На Авиамоторной филателиста я не нашёл. Словоохотливый сосед сообщил, что он буквально три дня назад переехал в центр, и поспешил дать мне его новый адрес. Я поблагодарил и отбыл на поиски неуловимого филателиста. Нашёл я его не сразу, проплутав некоторое время по уже начавшим сгущаться сумеркам; жил он, как выяснилось, в двух шагах от гостиницы «Россия».
Когда я вновь вышел на улицу, просидев у старого коллекционера битых четыре часа, на Москву уже опустилась ночь. Свинцовые тучи обложили город, сократив световой день на несколько часов и заметно приблизив наступление темноты. Сырые, безлюдные тротуары гулко вторили моим одиноком шагам и отражали холодный свет уличных фонарей своими гладкими, чистыми, чуть ли не зеркальными от влаги, асфальтовыми лентами. Дождь прекратился, но воздух был насыщен влагой до такой степени, что я не удивился, если бы из-за угла вдруг выплыла какая-нибудь рыбина или, скажем, медуза, как в знаменитой книге Габриэля Маркеса.
Марками я увлекался с детства. Впрочем, в те далёкие безмятежные времена у нас каждый второй мальчишка бегал с дешёвым кляссером под мышкой, в котором лежало что-нибудь эдакое, особенное, и все мы знали, что вон у того есть «колония», которую он отдаст только за три «Америки» или, в крайнем случае, за две «Африки» («Гвинею» не предлагать!), а у этого есть полная серия (все двадцать шесть!) бабочек княжества Фуджейра, которую он готов махнуть исключительно на серию афганских цветов; «Польша», «Румыния» и «Чехословакия» шли штука за две «наших». Изредка на нашем марочном рынке всплывала какая-нибудь экзотика вроде «Ньясы», «Кохинхины», «Фернандо По», «Занзибара» или «Оттоманской империи». Да, золотое было время!.. С тех пор большинство бывших мальчишек забросили потрёпанные кляссеры на чердаки и вспоминают об увлечении детства лишь по великим праздникам, и то не каждый год. Я же сохранил в своей душе эту страсть по сей день и, признаюсь, не жалею об этом.

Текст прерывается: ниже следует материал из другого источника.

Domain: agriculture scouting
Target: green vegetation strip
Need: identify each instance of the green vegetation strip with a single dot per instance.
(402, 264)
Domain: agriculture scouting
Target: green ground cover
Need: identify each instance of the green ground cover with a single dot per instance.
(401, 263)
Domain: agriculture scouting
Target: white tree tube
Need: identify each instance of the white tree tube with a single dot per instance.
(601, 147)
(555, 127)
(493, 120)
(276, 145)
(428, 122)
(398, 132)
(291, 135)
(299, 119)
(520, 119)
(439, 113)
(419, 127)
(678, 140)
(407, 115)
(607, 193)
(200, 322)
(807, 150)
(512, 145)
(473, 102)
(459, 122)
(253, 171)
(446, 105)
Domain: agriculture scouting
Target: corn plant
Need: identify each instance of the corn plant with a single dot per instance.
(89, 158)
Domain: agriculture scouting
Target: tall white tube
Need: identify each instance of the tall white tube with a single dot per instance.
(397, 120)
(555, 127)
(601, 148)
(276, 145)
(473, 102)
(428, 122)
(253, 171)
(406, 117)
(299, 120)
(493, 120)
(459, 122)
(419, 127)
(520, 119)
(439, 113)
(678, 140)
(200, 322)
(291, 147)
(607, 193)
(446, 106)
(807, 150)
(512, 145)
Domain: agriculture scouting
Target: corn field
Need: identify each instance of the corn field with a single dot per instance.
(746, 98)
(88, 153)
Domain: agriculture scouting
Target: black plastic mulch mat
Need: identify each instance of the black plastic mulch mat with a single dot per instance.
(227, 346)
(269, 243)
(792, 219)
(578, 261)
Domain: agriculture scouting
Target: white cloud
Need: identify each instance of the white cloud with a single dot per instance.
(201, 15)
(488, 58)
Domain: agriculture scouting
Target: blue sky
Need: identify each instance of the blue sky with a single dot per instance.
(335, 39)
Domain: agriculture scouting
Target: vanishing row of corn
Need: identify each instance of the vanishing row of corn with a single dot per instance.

Идя к ближайшему метро по тёмным сырым переулкам, я мысленно был всё ещё там, у старого чудака-филателиста, вызывая в памяти десятки и десятки марок, которые только что длинной чередой пронеслись перед моим восхищённым взором. Я ясно видел их: потёртые, прошедшие через многочисленные руки, порой теряющие ценность из-за повреждения перфорации, но тем не менее представляющие немалый исторический интерес, — и целые, не тронутые ничьей посторонней рукой и лишь пожелтевшие от времени и длительного хранения в пыльных альбомах экземпляры — всё это целительным бальзамом изливалось на мою страждущую душу и отвлекало от печальных дум. Я шёл и никак не мог вспомнить, каким же годом датирована та итальянская марка с портретами Гитлера и Муссолини, и сколько экземпляров из бесконечной серии с изображением профиля Гинденбурга удалось собрать моему коллекционеру — тридцать шесть или тридцать восемь?..
— Эй, отец, курево есть? — услышал я вдруг грубый, резкий голос.